Historical population
| Census | Pop. | Note | %± |
|---|---|---|---|
| 1850 | 506 |  | — |
| 1860 | 1,400 |  | 176.7% |
| 1870 | 1,719 |  | 22.8% |
| 1880 | 1,974 |  | 14.8% |
| 1890 | 1,843 |  | −6.6% |
| 1900 | 1,678 |  | −9.0% |
| 1910 | 1,499 |  | −10.7% |
| 1920 | 1,299 |  | −13.3% |
| 1930 | 986 |  | −24.1% |
| 1940 | 1,096 |  | 11.2% |
| 1950 | 960 |  | −12.4% |
| 1960 | 1,195 |  | 24.5% |
| 1970 | 1,249 |  | 4.5% |
| 1980 | 1,292 |  | 3.4% |
| 1990 | 1,274 |  | −1.4% |
| 2000 | 1,453 |  | 14.1% |
| 2010 | 1,451 |  | −0.1% |
| 2020 | 1,530 |  | 5.4% |

==Notable people==
- A. Barton Hepburn (1846–1922), banker, politician, and philanthropist
- Bertrand H. Snell, former US Congressman

== Communities and locations in Colton ==
- Barber Point - A location on the eastern shore of Cranberry Lake.
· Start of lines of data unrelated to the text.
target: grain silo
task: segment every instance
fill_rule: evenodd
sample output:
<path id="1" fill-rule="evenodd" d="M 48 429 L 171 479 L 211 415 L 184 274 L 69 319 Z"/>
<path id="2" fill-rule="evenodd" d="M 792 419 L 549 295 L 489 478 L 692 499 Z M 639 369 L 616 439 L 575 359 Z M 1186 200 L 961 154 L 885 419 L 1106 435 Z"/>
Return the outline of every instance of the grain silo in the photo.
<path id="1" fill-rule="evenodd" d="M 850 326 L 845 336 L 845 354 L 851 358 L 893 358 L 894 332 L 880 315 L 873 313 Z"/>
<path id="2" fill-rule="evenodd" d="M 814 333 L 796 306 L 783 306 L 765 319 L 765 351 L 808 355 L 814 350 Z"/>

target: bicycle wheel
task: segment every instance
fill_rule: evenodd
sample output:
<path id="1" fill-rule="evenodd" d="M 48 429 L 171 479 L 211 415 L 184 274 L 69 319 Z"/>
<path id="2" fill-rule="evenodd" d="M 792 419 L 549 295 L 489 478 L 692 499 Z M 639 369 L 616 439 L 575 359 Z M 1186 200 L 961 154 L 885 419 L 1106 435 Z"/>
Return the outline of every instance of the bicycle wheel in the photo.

- Brandy Brook - A location in the southwestern part of the town on New York State Route 3.
- Burntbridge Pond - A pond located southwest of Massawepie Lake.
- Carry Falls Reservoir - A reservoir in the northeastern part of Colton.
- Church Pond - A lake located south of Stark. It is the source of the North Branch Grass River.
- Colton - The hamlet of Colton is located at the junction of NY-56 and NY-68 by the Raquette River. The community, in the northwestern part of the town, is the location of the first settlement.
- Colton Flow - A part of the Raquette River located south of Colton.
- Cranberry Lake - A large lake near the southwestern town line, but only a small part of the lake is in Colton.
- Granshue Club - A location south of Stark near the western town line.
- Higley Flow State Park - A state park west of South Colton.
- Hitchens Pond - A lake located on the eastern town line.
- Irish Settlement - A hamlet near the town center on NY-56.
- Leonard Pond - A pond north of Sevey.
- Little Trout Pond - A pond located in the southwestern corner of the town, which is partially in the town of Piercefield.
- Lows Lake - A lake partly in the southwestern corner of Colton.
- Sevey - A hamlet in the central part of the town on NY-56
- Sevey Corners - A location in the east-central part of the town on NY-3, south of Sevey.
- Shurteff - A hamlet southwest of Sevey on NY-3.
- South Colton - A hamlet in the northern part of the Town, south of the hamlet of Colton on NY-56. Sunday Rock was listed on the National Register of Historic Places in 2010.
- South Colton Reservoir - A reservoir located northeast of South Colton.
- Stark - A hamlet by the town line in the eastern part of Colton.
- Stark Falls Reservoir - A reservoir south of Stark and north of Carry Falls Reservoir.
- Stone Valley Recreational Area - A hiking and fishing area along the Raquette River, north of the hamlet of Colton.